By Bob Hertzel
For the Times West Virginian
Much about this West Virginia University football season gone sour is different from last season, but there is one concerning similarity that the coaching staff has got to look into.
A year ago as WVU rolled into the middle of October, the Mountaineers were flying high. They had lost just one of their first six games, and that wasn’t exactly what you would call a difficult loss to take, applied by No. 2 LSU in a game in which the offense rolled up 533 total yards, 460 of them through the air.
There was much optimism in the air last year as the leaves changed colors and the temperatures began to fall. In the first two games of October, the Mountaineers scored 98 points and gave up but 26. They had combined in those two games against Bowling Green and Connecticut to compile 1,224 yards.
Move forward to this season now. WVU had played five games, not six, but owns the same five victories, LSU having been traded for a far less daunting opponent in Maryland. Again, as autumn dawned the Mountaineers were flying higher than anyone could have imagined, having defeated Baylor and Texas in succession while putting 118 points on the scoreboard — 20 more than the previous season — while a producing a prodigious 1,180 yards in those two games.
True, this year the defense had not stopped anyone, but there really was no reason to think the same midseason swoon would strike WVU again.
It did. The Mountaineers lost consecutive decisions at Texas Tech and at home against Kansas State, and were beaten soundly in each.
In truth, you can actually go back three years to Bill Stewart’s final season and find a similar pattern, a loss to LSU among five victories, then consecutive losses to Syracuse and Connecticut.
What do you make of this?
That question was put to head coach Dana Holgorsen, who now has had that happen unexpectedly in consecutive season.
“(This year) was a little bit different,” he noted. “Whenever you put two losses like that back-to-back, it is a little different.”
He also pointed out the challenges each season were somewhat different, WVU going through its final Big East season last year and its first Big 12 season this year.

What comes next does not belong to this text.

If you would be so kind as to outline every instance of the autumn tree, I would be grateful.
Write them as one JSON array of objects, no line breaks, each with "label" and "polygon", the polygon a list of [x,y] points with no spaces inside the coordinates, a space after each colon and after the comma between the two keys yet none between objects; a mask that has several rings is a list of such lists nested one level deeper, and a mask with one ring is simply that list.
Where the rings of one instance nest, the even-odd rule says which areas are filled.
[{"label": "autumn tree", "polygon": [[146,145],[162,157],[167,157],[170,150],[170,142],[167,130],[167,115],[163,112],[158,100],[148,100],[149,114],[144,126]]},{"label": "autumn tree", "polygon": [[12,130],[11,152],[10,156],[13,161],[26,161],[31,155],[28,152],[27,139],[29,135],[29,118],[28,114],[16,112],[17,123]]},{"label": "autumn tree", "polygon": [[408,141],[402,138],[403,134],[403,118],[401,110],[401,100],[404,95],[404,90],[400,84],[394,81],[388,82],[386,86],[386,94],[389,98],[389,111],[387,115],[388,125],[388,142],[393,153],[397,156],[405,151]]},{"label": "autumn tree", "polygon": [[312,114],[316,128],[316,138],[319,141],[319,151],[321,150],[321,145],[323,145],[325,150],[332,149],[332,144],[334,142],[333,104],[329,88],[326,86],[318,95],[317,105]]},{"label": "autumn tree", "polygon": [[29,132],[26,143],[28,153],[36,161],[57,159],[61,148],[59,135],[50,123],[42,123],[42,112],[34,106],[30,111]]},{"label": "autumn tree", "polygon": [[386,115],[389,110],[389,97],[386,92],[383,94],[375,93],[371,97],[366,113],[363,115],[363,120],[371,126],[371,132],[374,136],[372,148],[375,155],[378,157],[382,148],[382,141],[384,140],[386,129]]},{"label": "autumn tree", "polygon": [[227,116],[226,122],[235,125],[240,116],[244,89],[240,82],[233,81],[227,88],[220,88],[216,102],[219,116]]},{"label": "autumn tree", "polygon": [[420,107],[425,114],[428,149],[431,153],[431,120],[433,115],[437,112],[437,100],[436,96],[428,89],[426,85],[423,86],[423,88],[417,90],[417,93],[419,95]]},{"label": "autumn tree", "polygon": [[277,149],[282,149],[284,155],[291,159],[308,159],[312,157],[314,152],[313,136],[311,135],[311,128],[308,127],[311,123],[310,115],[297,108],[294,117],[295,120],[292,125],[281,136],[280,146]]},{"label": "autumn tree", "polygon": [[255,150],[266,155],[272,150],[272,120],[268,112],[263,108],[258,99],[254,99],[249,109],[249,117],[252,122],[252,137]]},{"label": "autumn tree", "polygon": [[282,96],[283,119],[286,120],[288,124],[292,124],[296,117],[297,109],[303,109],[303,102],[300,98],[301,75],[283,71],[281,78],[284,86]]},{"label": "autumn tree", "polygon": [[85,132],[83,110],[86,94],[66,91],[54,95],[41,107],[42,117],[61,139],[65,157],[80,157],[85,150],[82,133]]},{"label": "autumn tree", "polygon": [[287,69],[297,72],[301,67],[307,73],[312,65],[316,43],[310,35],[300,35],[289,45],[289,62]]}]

“Basically,” he said, “it will boil down to bouncing back, and that doesn’t happen overnight.”
A year ago, while never during the regular season regaining the dominance it displayed earlier in the season, the Mountaineers found a way to survive. The season seemed to be slipping away from them and the Big East championship with it.
They needed to win three straight over Cincinnati, Pittsburgh and South Florida and did so, but by just a combined seven points.
That wasn’t exactly Murderer’s Row, and Holgorsen knows it.
“This year is different because of who we are playing,” he said. “We just played the No. 3 team in the country (Kansas State). They are a pretty good team. It is going to take a whole year of going through the Big 12 for everyone to understand the Big 12.”
The situation that now presents itself to WVU is much like last year. Instead of three games left, there are five, and they are not against Big East-like opponents, beginning on Saturday with TCU, then followed by Oklahoma State, Oklahoma, Iowa State and finally lowly Kansas.
Like he did a year ago and Stewart did the previous season, Holgorsen has to find a lot of answers, especially since the offense has fallen so far to match the futility of the defense.
“We have to make things more manageable,” Holgorsen said. “We can’t try to manufacture plays or people. We can’t come up with tricks, because that is not the solution.”
In truth, when things go bad, a team has to go back to basics, to simplify and narrow the scope of what you do so that you do only what you do best.
“We have been talking about what we are good at on all three sides of the ball, and how we get back to doing those things,” he said.
“We have narrowed down some things. We are going to focus on trying to get better at things that we are already good at. We will build some confidence because of that. We will rebuild and re-energize, as we prepare for our next game,” he said.
The off-week was spent regrouping, recruiting and rebuilding. This week will be spent on preparing for TCU, to putting in the things that they believe will turn them around and get them back on track, something the Mountaineers have been pretty good at doing over the past few years.